Every semester, when I get to the section of my class where I discuss landmark cases, I see my students automatically groan and yawn as they fall asleep. I am not a lawyer, and I don’t try to be. However, cases are still very important in every criminal justice course, even 101!
How can we make this a little more fun?
I don’t view the cases as cases. They are storytelling to me.
The case notes should not be placed on the board. The name of the case should be written on the board or in your PowerPoint. Mapp v. Ohio is an example of one of my favorite cases.
All my students see on the screen is Mapp v. Ohio. Perhaps a picture.

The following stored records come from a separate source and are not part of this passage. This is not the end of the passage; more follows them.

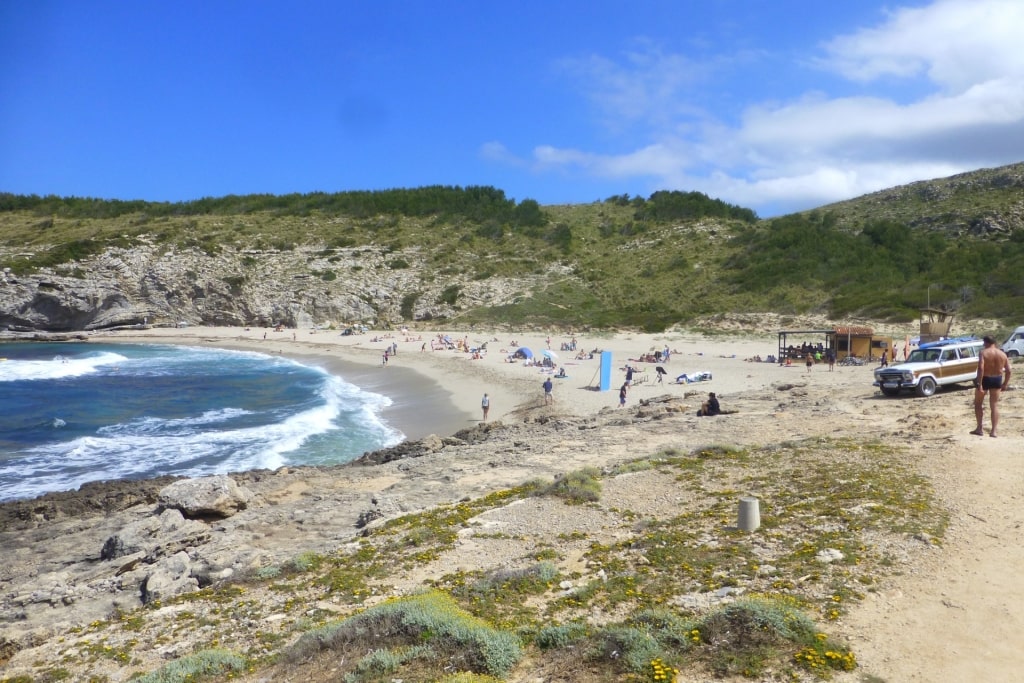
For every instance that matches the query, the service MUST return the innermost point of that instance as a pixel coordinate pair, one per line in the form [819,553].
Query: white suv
[932,366]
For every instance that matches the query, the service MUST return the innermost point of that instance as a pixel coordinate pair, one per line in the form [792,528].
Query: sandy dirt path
[960,615]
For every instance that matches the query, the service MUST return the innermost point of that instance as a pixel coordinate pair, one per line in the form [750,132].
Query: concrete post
[750,514]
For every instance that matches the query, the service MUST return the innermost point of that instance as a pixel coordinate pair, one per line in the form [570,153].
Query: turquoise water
[77,413]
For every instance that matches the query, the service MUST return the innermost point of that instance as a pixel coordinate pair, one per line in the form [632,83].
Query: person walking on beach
[993,378]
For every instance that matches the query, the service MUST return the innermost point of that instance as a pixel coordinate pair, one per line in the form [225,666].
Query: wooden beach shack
[845,341]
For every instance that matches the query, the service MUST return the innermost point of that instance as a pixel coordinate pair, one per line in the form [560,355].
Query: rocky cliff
[300,288]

I walk up to the front of the class, and I even say “Now let me tell you something.” I want them listen to me, not write notes behind me on the board. This is vital.
Here’s my story.
Dollree Mapp is the woman in this photo. Dollree Mapp was visited by three officers in Cleveland, Ohio in May 1957. They weren’t looking for her; they were looking to find a man to inquire about a bombing. Ms. Mapp refused to let the officers into her home. Instead, she requested a warrant which they were unable to produce. They soon returned with additional officers, who presented her with a piece of paper that they claimed was a search warrant. Dollree knew better. However, when she took the paper from the officers, they quickly handcuffed Dollree and searched her entire home looking for the man.

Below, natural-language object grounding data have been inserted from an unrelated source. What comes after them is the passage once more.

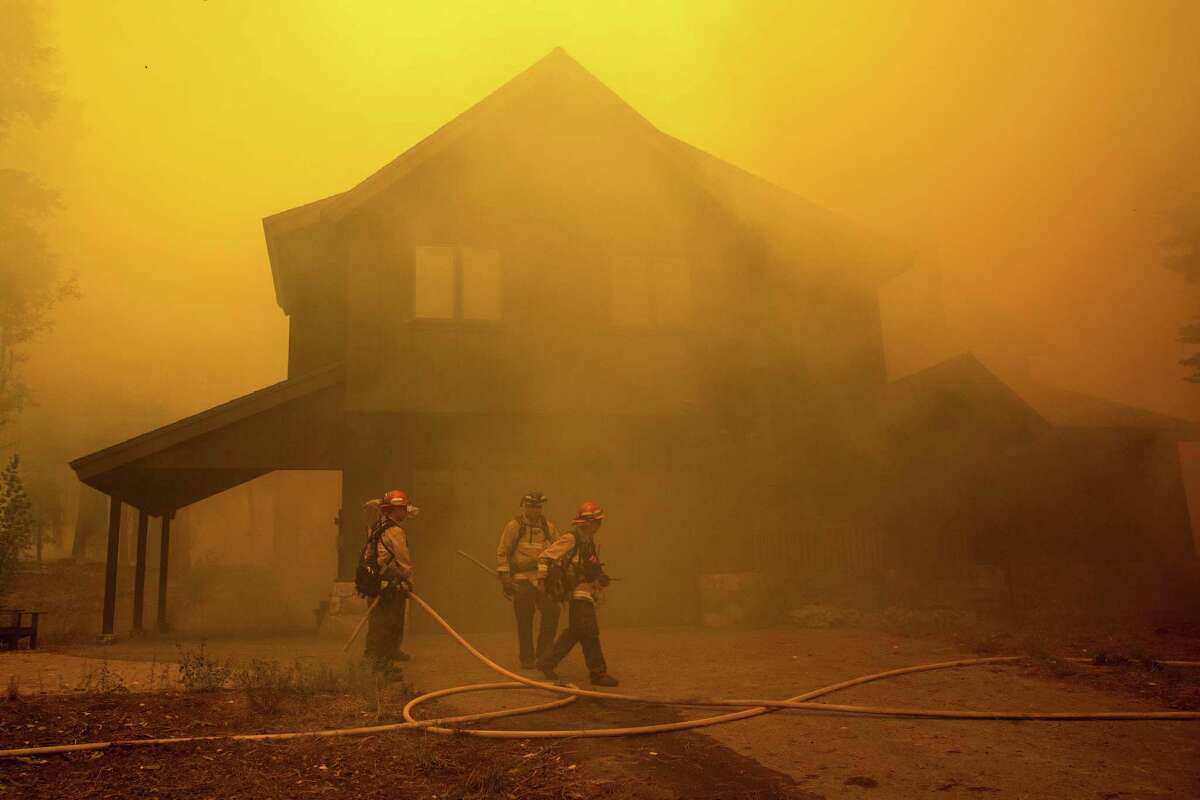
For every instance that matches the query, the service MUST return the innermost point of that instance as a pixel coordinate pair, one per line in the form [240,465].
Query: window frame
[654,317]
[459,286]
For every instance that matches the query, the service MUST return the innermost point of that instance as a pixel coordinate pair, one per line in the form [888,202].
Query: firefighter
[523,539]
[385,627]
[576,552]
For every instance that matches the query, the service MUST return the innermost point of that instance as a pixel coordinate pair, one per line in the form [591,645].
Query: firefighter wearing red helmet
[576,551]
[522,541]
[385,627]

They eventually found their way to the basement where they discovered some naughty material. Dollree was arrested by the officers, even though she claimed that the pornography was not hers. She was convicted of obscenity. Her case was eventually taken to the supreme court. It seemed to challenge first amendment rights, yaknow, porn and all. In June 1961, however, the justices ruled that it was not a first- amendment issue but a fourth- amendment issue. The justices ruled that the materials were illegally obtained by police and could not be used against Ms. Mapp in court. This landmark decision is still referred back to today. ”
It doesn’t have to be boring. My students retain the information by telling the story and putting a face on the name. Talk about any other issues you may have. For example, race relations, gender and the difference between an arrest warrant and a search warrant.
Your students will be interested in your stories and you should be prepared to answer any question. You won’t have the time to answer every question for all the cases that you must discuss. I promise, if you do it for the most important cases, they will remember.